You are reporting these taller younger forests. I am wondering if these forests maintain their height or grow taller after this initial youthful exuberance of growth? Could it be possible that the upward growth slows or or stops and the trees over the course of time get beaten back down to lower levels by 100- 200 year storm events? Upward growth would not actually cease but if it fell below the rate of height loss from weather, the net result would be a decrease in the average height of the forest. Perhaps the taller younger trees tend to die off after a period of time and are replaced by longer lived, but shorter specimens of the same species. You know that slow growing stunted trees clinging to cliffs under poor conditions are often among the oldest for the species. This may not be the case for the forests you are observing, but it is an alternative to the idea that environmentally something must have changed, and certainly is an alternative to the idea that indigenous cultures somehow did something on a grand scale for which there is little or no evidence that made these original "old growth forests" be shorter than younger modern forests. The idea essentially stated in another way is that the tallest stage of the forest is a passing phase in the sequence of forest development, but that a shorter forest, perhaps with longer lived trees, would form the canopy of a longer term more stable forest regime.

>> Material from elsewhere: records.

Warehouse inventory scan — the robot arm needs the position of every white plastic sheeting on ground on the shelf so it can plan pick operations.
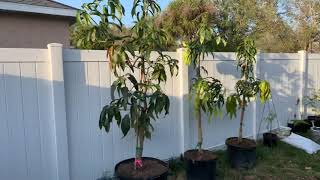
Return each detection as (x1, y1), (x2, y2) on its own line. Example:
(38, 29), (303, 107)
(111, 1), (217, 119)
(281, 133), (320, 154)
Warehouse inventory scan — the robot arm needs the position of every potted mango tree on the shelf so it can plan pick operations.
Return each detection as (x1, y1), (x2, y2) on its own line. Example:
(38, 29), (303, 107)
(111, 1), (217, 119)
(78, 0), (178, 180)
(183, 24), (225, 180)
(304, 89), (320, 127)
(226, 38), (271, 168)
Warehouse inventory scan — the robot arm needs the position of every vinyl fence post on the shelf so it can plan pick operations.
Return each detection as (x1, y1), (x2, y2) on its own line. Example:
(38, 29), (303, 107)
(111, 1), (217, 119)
(177, 48), (190, 154)
(298, 50), (308, 119)
(48, 43), (70, 180)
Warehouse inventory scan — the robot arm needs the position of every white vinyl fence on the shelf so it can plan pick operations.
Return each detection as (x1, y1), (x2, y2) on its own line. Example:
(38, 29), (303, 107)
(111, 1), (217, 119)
(0, 44), (320, 180)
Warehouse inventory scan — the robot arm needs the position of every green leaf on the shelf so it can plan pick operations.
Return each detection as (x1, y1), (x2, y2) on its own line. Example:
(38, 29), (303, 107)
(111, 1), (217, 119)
(128, 74), (139, 91)
(182, 48), (192, 66)
(121, 114), (130, 137)
(226, 95), (237, 119)
(259, 81), (271, 103)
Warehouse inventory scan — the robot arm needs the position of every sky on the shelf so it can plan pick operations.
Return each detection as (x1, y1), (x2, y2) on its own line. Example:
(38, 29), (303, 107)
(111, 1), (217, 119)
(56, 0), (171, 25)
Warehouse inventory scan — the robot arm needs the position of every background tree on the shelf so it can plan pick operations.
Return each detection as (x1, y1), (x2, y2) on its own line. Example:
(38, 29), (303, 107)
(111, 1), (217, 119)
(156, 0), (320, 52)
(156, 0), (217, 48)
(284, 0), (320, 52)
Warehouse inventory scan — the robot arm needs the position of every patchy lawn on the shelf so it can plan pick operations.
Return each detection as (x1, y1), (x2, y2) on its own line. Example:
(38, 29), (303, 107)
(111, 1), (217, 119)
(216, 142), (320, 180)
(172, 137), (320, 180)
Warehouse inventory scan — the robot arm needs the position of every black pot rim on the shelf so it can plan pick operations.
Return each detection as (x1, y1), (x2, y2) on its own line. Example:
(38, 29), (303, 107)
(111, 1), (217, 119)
(263, 132), (277, 136)
(225, 137), (257, 151)
(183, 149), (218, 162)
(114, 157), (169, 180)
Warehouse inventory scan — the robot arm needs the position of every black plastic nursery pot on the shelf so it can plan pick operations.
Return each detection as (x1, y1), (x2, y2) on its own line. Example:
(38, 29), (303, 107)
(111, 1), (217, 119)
(263, 133), (278, 147)
(307, 116), (320, 127)
(115, 157), (169, 180)
(184, 150), (217, 180)
(226, 137), (257, 169)
(288, 120), (312, 133)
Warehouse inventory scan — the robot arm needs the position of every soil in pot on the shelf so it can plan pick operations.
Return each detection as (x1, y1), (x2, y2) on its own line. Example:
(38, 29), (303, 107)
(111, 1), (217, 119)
(115, 157), (169, 180)
(226, 137), (257, 169)
(263, 133), (278, 147)
(184, 150), (217, 180)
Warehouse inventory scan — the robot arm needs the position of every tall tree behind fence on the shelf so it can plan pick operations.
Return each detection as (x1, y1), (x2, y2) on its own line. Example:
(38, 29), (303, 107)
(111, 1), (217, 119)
(0, 44), (320, 180)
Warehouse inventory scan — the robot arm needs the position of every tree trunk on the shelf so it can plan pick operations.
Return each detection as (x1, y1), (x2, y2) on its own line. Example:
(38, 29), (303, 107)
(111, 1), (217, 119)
(238, 98), (245, 144)
(134, 128), (144, 170)
(197, 107), (203, 153)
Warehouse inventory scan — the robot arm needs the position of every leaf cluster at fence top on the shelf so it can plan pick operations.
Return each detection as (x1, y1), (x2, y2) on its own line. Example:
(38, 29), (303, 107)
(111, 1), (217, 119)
(78, 0), (178, 138)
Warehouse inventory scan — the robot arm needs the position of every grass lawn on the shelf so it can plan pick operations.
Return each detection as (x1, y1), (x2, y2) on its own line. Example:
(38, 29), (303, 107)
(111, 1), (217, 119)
(174, 136), (320, 180)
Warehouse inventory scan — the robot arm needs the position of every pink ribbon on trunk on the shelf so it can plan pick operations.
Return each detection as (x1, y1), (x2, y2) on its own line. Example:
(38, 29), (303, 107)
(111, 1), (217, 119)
(134, 159), (142, 168)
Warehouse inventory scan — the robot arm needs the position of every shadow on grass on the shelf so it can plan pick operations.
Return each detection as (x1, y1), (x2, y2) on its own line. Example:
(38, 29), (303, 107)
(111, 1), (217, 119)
(216, 142), (320, 180)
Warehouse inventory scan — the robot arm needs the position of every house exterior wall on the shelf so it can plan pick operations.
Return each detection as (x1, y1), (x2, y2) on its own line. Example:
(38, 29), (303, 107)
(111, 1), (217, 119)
(0, 12), (70, 48)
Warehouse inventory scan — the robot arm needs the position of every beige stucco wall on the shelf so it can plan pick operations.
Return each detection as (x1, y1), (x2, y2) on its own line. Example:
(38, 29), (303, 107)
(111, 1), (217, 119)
(0, 12), (70, 48)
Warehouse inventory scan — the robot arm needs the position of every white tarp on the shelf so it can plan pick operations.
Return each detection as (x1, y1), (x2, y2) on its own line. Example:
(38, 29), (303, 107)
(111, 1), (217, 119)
(281, 133), (320, 154)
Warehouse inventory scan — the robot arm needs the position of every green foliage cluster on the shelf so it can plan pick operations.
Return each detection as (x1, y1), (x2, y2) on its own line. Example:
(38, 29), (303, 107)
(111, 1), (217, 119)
(226, 38), (271, 142)
(183, 21), (225, 152)
(78, 0), (178, 166)
(304, 89), (320, 116)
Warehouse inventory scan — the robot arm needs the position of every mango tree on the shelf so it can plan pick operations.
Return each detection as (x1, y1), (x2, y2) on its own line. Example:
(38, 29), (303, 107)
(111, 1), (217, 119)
(78, 0), (178, 174)
(226, 38), (271, 168)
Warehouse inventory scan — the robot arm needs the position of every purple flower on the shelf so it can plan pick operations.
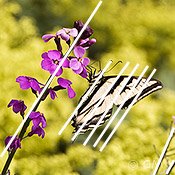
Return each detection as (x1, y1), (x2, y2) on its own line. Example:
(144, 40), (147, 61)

Another idea might be that the type of regrowth might play a role - the height of tree the forest in might reflect whether or not they grew from canopy gaps in a broad forest, or from a larger scale disturbance event - like a major fire or large area blow down. These could have different species recruitment, and certainly different competition between trees as they grew. I would think it might have an impact on the total height of the resulting forest. Perhaps both postulated mechanisms could play a role. I think at least the first idea has some merit and deserves consideration, it might not be correct, but gives another approach to the problem that may be useful even if wrong.